I may be wrong about this, but it seems to me that Negro League baseball has three teams that are truly famous. Oh, there are a lot of good teams and teams with great names like the Daisies, but three teams really stand out as famous: The Pittsburgh Crawfords, the Homestead Grays, and the Kansas City Monarchs. I hit the Crawfords last year and this post is about the Monarchs, so I guess that means I’m stuck with doing the Grays next year.

James Leslie Wilkinson (J.L. to his friends and players) was a former pitcher turned Hall of Fame baseball entrepreneur. In 1912 he formed the Des Moines All Nations team. Unlike most teams of the era it was multi-racial. The team was hugely successful, made Wilkinson a lot of money, and when the Negro National League was formed in 1920, Wilkinson became the only white man granted a franchise. He took the best players from the All Nations, and on a heads up from his friend Casey Stengel (yes, THAT Casey Stengel) combined them with the 25th Infantry Wreckers, an all black Army team (there’s a post waiting to happen), into the Kansas City Monarchs.

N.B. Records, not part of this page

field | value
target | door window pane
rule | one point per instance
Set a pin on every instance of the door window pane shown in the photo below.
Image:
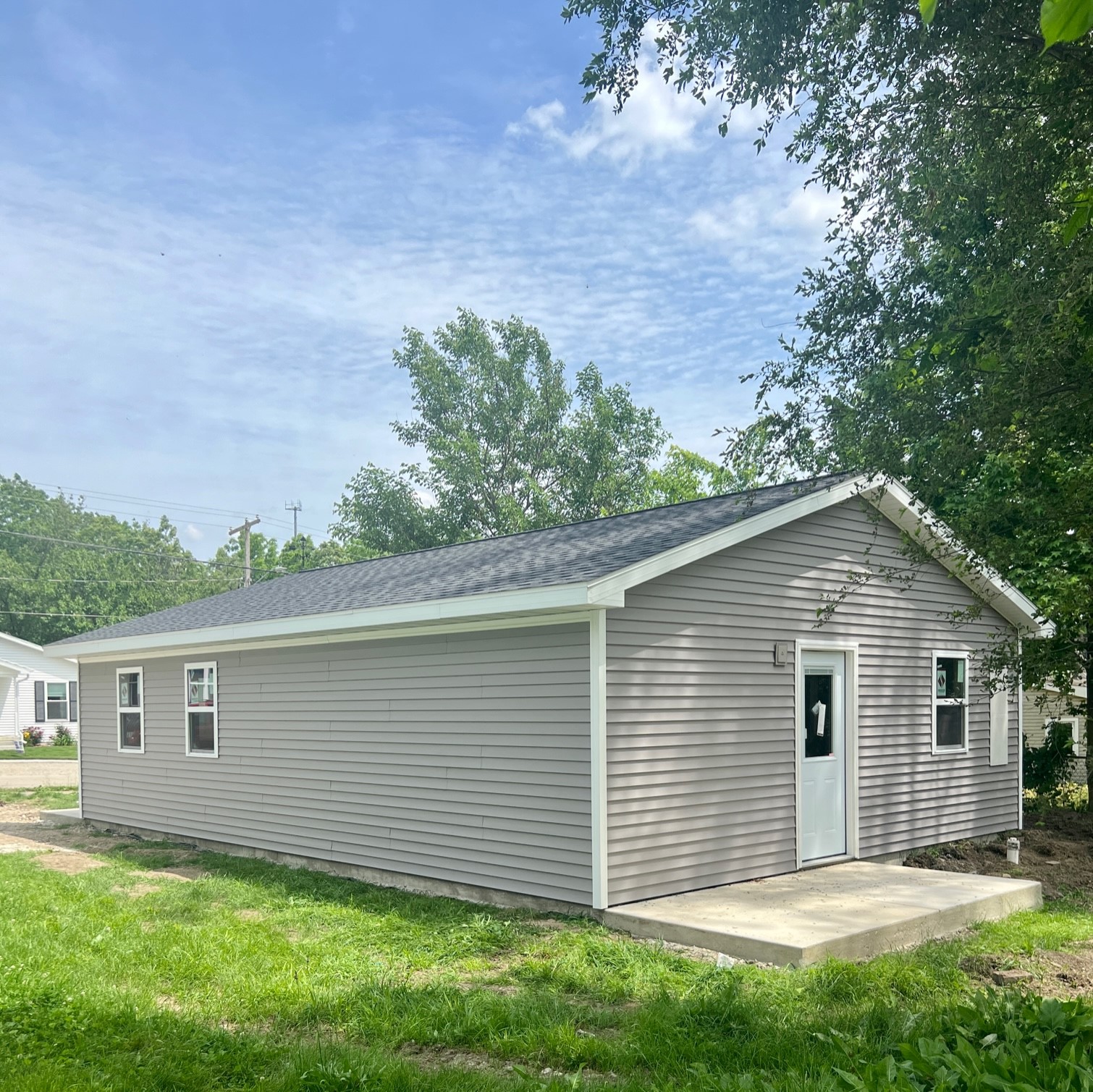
(818, 715)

The monarchs were an immediate success winning titles in 1923, 1924, 1925, and 1929. In 1924 they participated in the first Negro League World Series against the Eastern Colored League champion Hilldale Daisies. With players like Heavy Johnson, Newt Allen, and Hall of Famers Bullet Joe Rogan and Luis Mendez they won it. The 1925 Series was a rematch. This time Hilldale won. In 1931 the Negro National League collapsed, but the Monarchs survived as a barnstorming team until 1936.

1939 Monarchs

In 1937 they joined the newly established Negro American League. Again they were hugely successful winning pennants in 1939, 1940, 1941, 1942, and 1946. In 1942, the Negro League World Series was reestablished with the Monarchs winning the first one against Homestead. Playing for them were Buck O’Neill, Newt Allen (still), and Hall of Famers Willard Brown, Andy Cooper, Hilton Smith, and Satchel Paige. With essentially the same team (OK, Allen was finally gone), they lost the 1946 Series to the Newark Eagles. During the period, they also picked up, for the 1945 season only, a shortstop named Jackie Robinson.

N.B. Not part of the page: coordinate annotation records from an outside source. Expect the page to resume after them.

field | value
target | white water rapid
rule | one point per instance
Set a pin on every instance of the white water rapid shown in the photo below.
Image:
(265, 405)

Of course Robinson’s leaving for Brooklyn began the long, slow decline of the Negro Leagues. In 1948, seeing the inevitable collapse, Wilkinson sold the team. It remained in the Negro American League until 1961, when the league finally folded. After 1948, the Monarchs won a couple of league championships, but with much inferior talent.  By the 1950s, Negro League baseball was a shadow of its former glory, but the Monarchs hung on as one of the better teams. They did manage to run Ernie Banks and Elston Howard through their much depleted lineup, but overall quality slipped drastically. In 1955 The Athletics moved to Kansas City from Philadelphia, displacing the Monarchs as the premier team in town. The team headquarters moved to Grand Rapids, Michigan but the team retained the Kansas City name. The Monarchs took to barnstorming and remained alive until 1965, when they finally folded.

There are a number of ways to measure the impact of the Monarchs. They won a lot of games and pennants. They had some of the finest talent of any Negro League team. They continued to produce good talent well after the Negro Leagues were deep into collapse. They last longer than almost any other Negro League team. But maybe most significantly, when the Negro Leagues Hall of Fame was established, it went to Kansas City. They could have chosen a lot of places, but they picked Kansas City, home of the Monarchs.